Kibana: The KQL autocomplete values can take long time

Created on 18 Sep 2019 · 26Comments · Source: elastic/kibana

Currently, KQL autocompletes value suggestions can be slow to appear, especially when there is a lot of data to query to get these possible values. This results in a really slow and frustrating autocomplete.
One of the possible reasons (might be others) for the slowness is that the autocomplete doesn't take into account the time range the users are looking at and suggest all possible values.

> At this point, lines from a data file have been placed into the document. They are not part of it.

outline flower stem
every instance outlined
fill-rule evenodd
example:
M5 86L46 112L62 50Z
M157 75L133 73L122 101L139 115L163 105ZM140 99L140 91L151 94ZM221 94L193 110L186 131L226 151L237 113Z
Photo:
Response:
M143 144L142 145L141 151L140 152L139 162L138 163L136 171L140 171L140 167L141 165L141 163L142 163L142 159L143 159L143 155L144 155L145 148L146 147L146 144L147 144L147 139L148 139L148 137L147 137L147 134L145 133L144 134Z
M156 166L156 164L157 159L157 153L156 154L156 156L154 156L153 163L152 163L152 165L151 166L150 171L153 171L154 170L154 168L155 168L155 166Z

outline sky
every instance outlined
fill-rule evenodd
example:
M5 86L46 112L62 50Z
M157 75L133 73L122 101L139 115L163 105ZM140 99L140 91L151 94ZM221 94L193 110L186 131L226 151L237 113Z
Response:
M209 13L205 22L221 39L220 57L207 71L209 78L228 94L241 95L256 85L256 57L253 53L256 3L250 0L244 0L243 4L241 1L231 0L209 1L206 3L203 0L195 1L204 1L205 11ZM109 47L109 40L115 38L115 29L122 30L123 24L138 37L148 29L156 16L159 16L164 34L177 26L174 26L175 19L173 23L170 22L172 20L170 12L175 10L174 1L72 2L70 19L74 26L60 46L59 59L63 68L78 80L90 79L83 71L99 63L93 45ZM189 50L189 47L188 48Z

Perhaps we can filter the values based on the time range the users are looking at when querying.
@Bargs that was raised as an issue in SIEM and APM in the past, would be good to think how we can improve that in order to keep this implementation consistent in Kibana and not have each solution making their own implementation

@Bargs @TinaHeiligers

KQL AppServices feedback_needed

Source

AlonaNadler

👍5

All 26 comments

Pinging @elastic/kibana-app

elasticmachine on 18 Sep 2019

@AlonaNadler by default the value suggestions should never take more than a second to appear because we have a timeout. However there is a setting in kibana.yml for configuring this timeout. When you experienced the slowness, do you know if this timeout had been increased above its default?

Bargs on 19 Sep 2019

+1 on time values. We are experiencing huge slowdown in queries and high CPU usage of our cluster because suggestions take a long time to get values from cluster (hot+cold with 50TB of data). It also queries for every single character you type in the filter box. 20 searches sent in serial that needs to complete before the final results come back. 100% CPU across all my warm nodes results from that. I'd like to be able to turn off "keystroke by keystroke" suggestion and turn on suggestion. Currently doesn't seem possible.

All queries should also be terminated when a user has fully entered when they needed (or save the filter).

This is a great feature although it doesn't play well with bug clusters used for time series data.

smalenfant on 15 Oct 2019

See the firefox network console when I type phn: dukecdedge01.rd.at.cox.net:

smalenfant on 15 Oct 2019

We are experiencing the same issue. I will copy and paste by comment from the Elastic dicussion board thread here: https://discuss.elastic.co/t/kql-related-performance-issue/199420

We have just updated our ELK installation from version 6.7.1 to 7.3.2 and we are experiencing the same issue. After a couple of days looking at everything from segment count, GC settings to disk i/o on the hosts I managed to pinpoint our high cpu usage and high response times to Kibana and auto completion of filter values together with KQL. When using Lucene syntax or setting filterEditor:suggestValues to Off as suggested above everything is much more responsive!
I have attached a screenshot from Chrome DevTools showing a waterfall diagram of all requests created when trying to search from the Disover view using KQL in Kibana when filter value suggestions are enabled. After the the number of in-flight request threads hits the browser max value subsequent requests are stalled until a previous request is completed - this can result in the actual search query request times out after 30 seconds.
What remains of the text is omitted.